White House officials announced the start of a nationwide campaign on Thursday to encourage legal immigrants to become American citizens, which could add millions of voters to the electorate in time for the presidential election next year.

In most cases, lawful permanent residents (LPRs) can naturalize after being resident in the U.S. for five years.  And those with official “refugee” status are lawful residents, eligible to take paid employment upon arrival and required to obtain a “green card” (equivalent to being an LPR) one year later.
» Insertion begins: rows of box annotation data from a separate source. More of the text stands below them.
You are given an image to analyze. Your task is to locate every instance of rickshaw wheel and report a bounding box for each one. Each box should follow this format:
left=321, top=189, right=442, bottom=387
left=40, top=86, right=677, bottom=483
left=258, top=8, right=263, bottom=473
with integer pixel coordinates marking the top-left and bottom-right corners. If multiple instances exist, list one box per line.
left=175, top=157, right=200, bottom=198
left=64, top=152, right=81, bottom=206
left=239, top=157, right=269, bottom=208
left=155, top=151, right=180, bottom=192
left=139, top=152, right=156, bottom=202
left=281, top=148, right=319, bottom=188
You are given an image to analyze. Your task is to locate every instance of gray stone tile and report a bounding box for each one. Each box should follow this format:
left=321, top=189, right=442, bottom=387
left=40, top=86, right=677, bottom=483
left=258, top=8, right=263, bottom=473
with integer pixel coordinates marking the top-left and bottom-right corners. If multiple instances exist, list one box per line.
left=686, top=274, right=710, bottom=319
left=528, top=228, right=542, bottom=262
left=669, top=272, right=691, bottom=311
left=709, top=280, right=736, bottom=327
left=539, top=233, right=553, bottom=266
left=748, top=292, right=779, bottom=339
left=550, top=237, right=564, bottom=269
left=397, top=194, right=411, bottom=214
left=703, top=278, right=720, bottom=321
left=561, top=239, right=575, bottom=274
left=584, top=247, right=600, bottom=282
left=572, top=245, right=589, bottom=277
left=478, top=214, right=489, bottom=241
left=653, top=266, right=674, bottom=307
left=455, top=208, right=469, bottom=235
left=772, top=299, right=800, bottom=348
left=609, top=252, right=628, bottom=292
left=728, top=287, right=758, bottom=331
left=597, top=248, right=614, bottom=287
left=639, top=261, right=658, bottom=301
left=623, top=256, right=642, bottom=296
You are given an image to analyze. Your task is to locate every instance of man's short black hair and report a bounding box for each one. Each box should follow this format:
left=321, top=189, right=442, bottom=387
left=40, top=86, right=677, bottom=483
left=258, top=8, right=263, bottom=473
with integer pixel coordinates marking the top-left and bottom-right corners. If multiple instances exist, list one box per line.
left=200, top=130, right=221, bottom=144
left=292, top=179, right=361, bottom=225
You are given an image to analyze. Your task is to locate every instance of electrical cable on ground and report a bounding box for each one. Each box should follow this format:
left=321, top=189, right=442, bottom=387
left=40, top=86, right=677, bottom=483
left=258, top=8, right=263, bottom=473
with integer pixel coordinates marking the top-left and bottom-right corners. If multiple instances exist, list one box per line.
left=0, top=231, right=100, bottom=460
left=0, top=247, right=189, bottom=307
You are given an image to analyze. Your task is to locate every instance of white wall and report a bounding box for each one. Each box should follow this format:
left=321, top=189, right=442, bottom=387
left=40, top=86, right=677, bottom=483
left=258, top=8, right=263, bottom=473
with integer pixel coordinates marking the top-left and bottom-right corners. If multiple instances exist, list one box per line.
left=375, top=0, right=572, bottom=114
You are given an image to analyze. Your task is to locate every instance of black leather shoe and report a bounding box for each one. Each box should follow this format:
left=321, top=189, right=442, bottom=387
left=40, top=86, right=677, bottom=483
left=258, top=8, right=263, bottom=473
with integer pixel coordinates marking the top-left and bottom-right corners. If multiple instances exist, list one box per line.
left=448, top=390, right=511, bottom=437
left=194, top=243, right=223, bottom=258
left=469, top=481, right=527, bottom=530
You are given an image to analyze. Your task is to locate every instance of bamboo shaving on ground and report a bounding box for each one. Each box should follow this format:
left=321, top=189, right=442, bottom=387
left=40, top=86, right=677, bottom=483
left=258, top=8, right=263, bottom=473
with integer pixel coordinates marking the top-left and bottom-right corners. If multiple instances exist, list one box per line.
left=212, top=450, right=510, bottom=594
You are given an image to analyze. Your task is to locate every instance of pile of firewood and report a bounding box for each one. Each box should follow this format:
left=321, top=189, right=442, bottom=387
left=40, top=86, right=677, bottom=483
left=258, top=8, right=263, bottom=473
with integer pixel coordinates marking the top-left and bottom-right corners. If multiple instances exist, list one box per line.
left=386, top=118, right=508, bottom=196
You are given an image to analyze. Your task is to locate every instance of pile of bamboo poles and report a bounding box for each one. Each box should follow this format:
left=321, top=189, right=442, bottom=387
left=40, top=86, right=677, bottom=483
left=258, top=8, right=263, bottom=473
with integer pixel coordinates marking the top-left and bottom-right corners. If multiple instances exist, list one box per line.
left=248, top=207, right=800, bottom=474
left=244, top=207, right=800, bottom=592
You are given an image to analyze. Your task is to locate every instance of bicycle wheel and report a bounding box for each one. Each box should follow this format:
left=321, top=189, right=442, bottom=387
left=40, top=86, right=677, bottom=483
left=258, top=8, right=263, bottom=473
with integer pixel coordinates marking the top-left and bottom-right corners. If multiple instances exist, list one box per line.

Indeed, “refugees” are a significant fraction of the annual influx of new LPRs.  For example, the official U.S. Department of Homeland Security 2013 Yearbook of Immigration Statistics [PDF] tells us that in Fiscal Year 2013, 990,553 persons obtained LPR status, and 459,751 of them were new arrivals (Table 7, page #20).  Among the 990,553, 119,630 were refugees or asylees (Table 7, page #23), and 69,909 of these were “Refugee Arrivals” (Table 13, page #39).

Further, as Ann Corcoran wrote on March 5, 2015 (Hurry! Get those New Americans their citizenship before September 2016 [government grants fueling the process]), refugees who have been here the requisite six years are among those targeted to naturalize, since some of your taxes are going to refugee contractors—e.g. International Rescue Committee and World Relief Corporation of National Association of Evangelicals (see here; scroll down)—to help them push their cohorts of LPRs to become voting citizens.

The significance to patriotic (and immigration-weary) native-born Americans of these additions to the rolls of potential voters was best summarized in the Eagle Forum’s 2014 study, How Mass (Legal) Immigration Dooms A Conservative Republican Party (640-kB PDF here, two-page summary PDF here, one-page PDF graphic here).

If you’ve any doubts regarding what to think about all this, recall how the late, great—and sorely missed—Terry Anderson opened his radio show every Sunday night for nearly ten years: “Stupid people of America: If you ain’t mad, you ain’t paying attention!”